5. Customer Journey Optimisation
Creating affordable and sustainable outcomes is key to the income & expenditure (I&E) process. To be fair, with enough time and resource, this is possible for everyone but the real challenge is being able to do this within a process that is acceptable for the consumer in terms of time and energy and not cost prohibitive to the organisation compiling the I&E.
Callcredit provide a full I&E solution that also contains an initial dashboard assessment. The dashboard verifies the customers income, credit and uses SFS expenditure figures plus Callcredit Cost of Living analysis to account for people’s cost of living depending on their geographic location, to produce a financial assessment of the customer within a couple of minutes.

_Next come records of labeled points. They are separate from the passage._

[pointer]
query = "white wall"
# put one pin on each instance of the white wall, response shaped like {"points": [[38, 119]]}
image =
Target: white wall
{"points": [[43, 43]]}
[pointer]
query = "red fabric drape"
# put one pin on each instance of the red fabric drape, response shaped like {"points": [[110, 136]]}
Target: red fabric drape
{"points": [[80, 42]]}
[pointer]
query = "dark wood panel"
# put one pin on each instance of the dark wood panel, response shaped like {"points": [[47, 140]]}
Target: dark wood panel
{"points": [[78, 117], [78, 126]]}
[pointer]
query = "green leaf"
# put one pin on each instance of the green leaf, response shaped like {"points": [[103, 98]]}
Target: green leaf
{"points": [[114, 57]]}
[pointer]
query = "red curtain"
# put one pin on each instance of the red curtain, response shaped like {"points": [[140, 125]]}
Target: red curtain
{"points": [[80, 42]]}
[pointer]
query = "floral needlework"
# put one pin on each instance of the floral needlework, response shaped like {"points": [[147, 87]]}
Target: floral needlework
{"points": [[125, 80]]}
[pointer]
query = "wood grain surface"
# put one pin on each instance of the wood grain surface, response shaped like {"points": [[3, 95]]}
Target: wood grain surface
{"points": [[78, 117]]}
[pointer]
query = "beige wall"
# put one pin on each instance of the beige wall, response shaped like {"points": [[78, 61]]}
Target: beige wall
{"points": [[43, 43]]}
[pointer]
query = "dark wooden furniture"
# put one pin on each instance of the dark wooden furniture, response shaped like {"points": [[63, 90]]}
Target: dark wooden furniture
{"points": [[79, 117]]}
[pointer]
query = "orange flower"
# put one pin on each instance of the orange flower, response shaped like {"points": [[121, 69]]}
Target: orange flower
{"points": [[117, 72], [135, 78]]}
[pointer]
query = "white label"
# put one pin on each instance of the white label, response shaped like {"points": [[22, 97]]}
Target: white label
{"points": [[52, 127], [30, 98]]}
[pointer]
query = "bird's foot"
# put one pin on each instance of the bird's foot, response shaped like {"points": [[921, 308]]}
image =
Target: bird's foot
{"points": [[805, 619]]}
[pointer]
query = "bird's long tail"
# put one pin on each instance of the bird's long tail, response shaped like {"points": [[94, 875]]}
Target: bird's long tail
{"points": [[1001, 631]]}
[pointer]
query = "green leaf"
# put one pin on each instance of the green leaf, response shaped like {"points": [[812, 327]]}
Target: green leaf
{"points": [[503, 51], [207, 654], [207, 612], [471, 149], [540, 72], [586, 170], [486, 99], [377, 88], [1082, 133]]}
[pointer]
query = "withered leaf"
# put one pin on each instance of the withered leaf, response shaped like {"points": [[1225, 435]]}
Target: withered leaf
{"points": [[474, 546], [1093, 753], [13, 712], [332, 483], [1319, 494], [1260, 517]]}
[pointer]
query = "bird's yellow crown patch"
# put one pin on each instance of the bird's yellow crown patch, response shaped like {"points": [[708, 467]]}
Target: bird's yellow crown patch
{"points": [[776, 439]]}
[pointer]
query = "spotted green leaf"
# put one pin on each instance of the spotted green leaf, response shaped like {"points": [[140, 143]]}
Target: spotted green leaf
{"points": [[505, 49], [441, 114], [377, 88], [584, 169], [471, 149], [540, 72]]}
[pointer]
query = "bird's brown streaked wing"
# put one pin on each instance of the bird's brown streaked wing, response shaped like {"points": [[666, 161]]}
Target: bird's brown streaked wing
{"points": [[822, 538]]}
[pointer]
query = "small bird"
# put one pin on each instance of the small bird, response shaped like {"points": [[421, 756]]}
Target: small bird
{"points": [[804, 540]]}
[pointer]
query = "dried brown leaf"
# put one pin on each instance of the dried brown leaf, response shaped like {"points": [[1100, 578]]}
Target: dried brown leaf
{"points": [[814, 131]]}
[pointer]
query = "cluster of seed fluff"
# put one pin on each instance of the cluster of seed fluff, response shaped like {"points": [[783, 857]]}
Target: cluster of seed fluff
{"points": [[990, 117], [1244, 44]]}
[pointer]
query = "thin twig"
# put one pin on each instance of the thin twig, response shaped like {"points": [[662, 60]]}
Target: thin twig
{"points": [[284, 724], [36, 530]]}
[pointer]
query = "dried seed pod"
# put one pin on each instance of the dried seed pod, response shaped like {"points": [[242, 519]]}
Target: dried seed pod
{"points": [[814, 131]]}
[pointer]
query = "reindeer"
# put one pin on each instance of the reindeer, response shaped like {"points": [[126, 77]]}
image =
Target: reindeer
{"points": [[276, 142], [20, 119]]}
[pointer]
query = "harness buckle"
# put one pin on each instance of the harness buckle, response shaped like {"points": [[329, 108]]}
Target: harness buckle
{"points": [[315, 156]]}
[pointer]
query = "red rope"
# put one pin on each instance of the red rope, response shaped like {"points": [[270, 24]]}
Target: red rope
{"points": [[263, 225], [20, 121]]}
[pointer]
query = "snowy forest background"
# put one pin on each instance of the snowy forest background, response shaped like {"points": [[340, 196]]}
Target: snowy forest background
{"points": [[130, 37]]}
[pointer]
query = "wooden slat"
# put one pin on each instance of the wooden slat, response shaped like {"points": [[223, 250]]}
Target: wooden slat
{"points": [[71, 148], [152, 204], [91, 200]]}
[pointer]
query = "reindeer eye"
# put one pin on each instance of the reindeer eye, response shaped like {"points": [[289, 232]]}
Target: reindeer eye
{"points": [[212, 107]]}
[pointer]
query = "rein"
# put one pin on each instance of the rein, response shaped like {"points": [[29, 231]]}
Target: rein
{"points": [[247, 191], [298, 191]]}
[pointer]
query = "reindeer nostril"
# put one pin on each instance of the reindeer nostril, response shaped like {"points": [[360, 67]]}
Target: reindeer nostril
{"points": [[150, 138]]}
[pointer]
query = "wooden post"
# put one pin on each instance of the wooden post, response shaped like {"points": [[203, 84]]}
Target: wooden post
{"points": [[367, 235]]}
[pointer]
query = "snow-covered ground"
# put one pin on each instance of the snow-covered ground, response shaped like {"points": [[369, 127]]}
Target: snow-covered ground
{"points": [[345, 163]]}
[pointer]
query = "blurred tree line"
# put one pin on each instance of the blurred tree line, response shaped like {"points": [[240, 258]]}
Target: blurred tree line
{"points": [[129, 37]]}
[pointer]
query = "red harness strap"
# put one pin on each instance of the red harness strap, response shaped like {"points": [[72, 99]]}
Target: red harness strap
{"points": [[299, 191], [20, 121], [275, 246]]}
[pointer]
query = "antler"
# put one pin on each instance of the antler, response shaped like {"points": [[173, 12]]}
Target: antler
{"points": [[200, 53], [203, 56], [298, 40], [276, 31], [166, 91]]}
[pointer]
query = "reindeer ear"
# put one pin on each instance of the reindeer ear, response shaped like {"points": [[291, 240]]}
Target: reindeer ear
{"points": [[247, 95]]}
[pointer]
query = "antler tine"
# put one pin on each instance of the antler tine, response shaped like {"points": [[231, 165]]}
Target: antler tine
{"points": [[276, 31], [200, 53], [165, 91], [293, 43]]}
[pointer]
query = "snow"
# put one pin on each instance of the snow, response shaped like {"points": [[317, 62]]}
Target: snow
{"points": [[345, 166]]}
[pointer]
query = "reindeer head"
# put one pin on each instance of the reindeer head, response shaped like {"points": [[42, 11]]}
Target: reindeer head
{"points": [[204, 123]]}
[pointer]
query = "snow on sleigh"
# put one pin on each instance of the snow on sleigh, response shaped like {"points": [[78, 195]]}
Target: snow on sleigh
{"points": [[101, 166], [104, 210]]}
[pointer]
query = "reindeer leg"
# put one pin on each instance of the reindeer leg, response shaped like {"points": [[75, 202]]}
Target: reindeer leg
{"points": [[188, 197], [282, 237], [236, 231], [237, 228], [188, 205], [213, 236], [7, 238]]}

This is key for the customer journey experience as the accurate use of data and technology can determine if the customer requires an in depth I&E or immediately highlights customers that really should be referred for free independent debt advice. Rather than the lender spending 30 minutes on a full I&E only to then refer the customer for debt advice where the customer starts the process again the correct next steps for the customer can be determined within minutes. Of course there are operational cost benefits to the company deploying this method but the real win is that customer receives the correct advice and their journey is optimised to reach the correct outcome as quickly as possible.
What is clear, is that as technology shapes the future of customer experience, automation via digital channels will drive collections practices across the industry, improving income & expenditure assessments for both the customer and the creditor and hopefully facilitating interventions and contacts even at a pre-arrears stage.
By embracing new technology, like end-to-end decisioning tools that completely transform the customer experience and provide a holistic view of an individual’s level of overall debt, creditor organisations can get ahead of the curve and benefit from the streamlined processes.